Simplify, Simplify, for choir and ensemble, opus 82 (2010)
Simplify, Simplify is a choral setting of some inspired words of Henry David Thoreau that I have selected from his book, Walden. Walden, or Life in the Woods, was first published in 1854 and is Thoreau’s reflective account of his experiment in radical personal simplification. For two years he lived alone in the woods at Walden Pond, near Concord, Massachusetts, in a cabin owned by Ralph Waldo Emerson. Emerson, in turn, caught the spirit of Thoreau’s philosophical concerns and poetic writing style perfectly when he wrote in 1860: “We ascribe beauty to that which is simple; which has no superfluous parts; which exactly answers its ends; which stands related to all things; which is the mean of many extremes.” [Ralph Waldo Emerson, The Conduct of Life.]
My work takes some of Thoreau’s words and arranges them as a set of variations scored for choir accompanied by soprano saxophone, string quartet, percussion and piano.

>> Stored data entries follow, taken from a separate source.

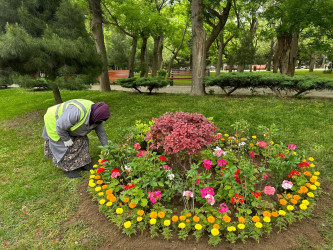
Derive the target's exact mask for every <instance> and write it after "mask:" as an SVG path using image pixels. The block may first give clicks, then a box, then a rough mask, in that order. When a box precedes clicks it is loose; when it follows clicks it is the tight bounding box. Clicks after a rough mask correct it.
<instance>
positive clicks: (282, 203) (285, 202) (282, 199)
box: [280, 199, 288, 206]
mask: <svg viewBox="0 0 333 250" xmlns="http://www.w3.org/2000/svg"><path fill="white" fill-rule="evenodd" d="M287 203H288V202H287V201H286V200H285V199H280V204H281V205H282V206H284V205H287Z"/></svg>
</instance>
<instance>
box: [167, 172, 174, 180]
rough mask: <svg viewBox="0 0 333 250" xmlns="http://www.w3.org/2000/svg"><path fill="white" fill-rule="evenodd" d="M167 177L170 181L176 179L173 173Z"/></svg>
mask: <svg viewBox="0 0 333 250" xmlns="http://www.w3.org/2000/svg"><path fill="white" fill-rule="evenodd" d="M167 177H168V178H169V180H173V178H175V175H174V174H172V173H169V174H168V175H167Z"/></svg>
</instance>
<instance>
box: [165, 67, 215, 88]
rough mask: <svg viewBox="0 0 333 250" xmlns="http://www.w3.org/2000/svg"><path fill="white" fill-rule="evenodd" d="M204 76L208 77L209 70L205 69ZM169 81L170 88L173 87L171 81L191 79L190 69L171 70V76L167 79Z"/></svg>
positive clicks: (177, 69) (190, 73)
mask: <svg viewBox="0 0 333 250" xmlns="http://www.w3.org/2000/svg"><path fill="white" fill-rule="evenodd" d="M205 75H206V76H209V70H208V69H207V70H206V71H205ZM168 79H169V80H171V83H170V86H173V80H175V79H180V80H185V79H192V70H191V69H186V70H184V69H173V70H171V76H170V77H168Z"/></svg>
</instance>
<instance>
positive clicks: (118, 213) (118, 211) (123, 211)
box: [116, 207, 124, 214]
mask: <svg viewBox="0 0 333 250" xmlns="http://www.w3.org/2000/svg"><path fill="white" fill-rule="evenodd" d="M123 212H124V209H122V208H121V207H118V208H117V209H116V214H122V213H123Z"/></svg>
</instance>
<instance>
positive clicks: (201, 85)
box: [190, 0, 206, 96]
mask: <svg viewBox="0 0 333 250" xmlns="http://www.w3.org/2000/svg"><path fill="white" fill-rule="evenodd" d="M203 12H204V5H203V0H192V37H193V40H192V42H193V47H192V56H193V60H192V86H191V93H190V95H191V96H203V95H205V94H206V92H205V85H204V82H203V79H204V76H205V66H206V65H205V64H206V53H205V40H206V33H205V29H204V27H203Z"/></svg>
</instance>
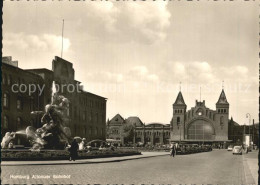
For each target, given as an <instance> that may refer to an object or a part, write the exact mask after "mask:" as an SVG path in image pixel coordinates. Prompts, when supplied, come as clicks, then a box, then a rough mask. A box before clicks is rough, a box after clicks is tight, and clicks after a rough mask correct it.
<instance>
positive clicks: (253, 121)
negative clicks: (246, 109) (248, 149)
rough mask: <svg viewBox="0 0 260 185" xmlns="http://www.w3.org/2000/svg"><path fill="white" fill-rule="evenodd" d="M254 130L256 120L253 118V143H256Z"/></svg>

The work was commissioned in 2009 by the Leichhardt Espresso Chorus and their conductor Michelle Leonard. They gave Simplify, simplify its first performance in March 2010.
© Andrew Schultz, 2010.
The soil is suited to the seed, for it has sent its radicle downward, and it may send its shoot upward also with confidence. Why has man rooted himself thus firmly into earth, but that he may rise to the heavens above?
If a man, does not keep pace with his companions perhaps it’s because he hears a different drummer. Let him step to the music which he hears, however measured or far away.
This is the only way we say; but there are many ways that can be drawn radii from one centre. All change is a miracle to contemplate; but it is a miracle which is taking place every instant.
To know that we know what we know, and that we do not know what we do not know, that is true knowledge.
What is the nature of luxury that enervates and destroys nations?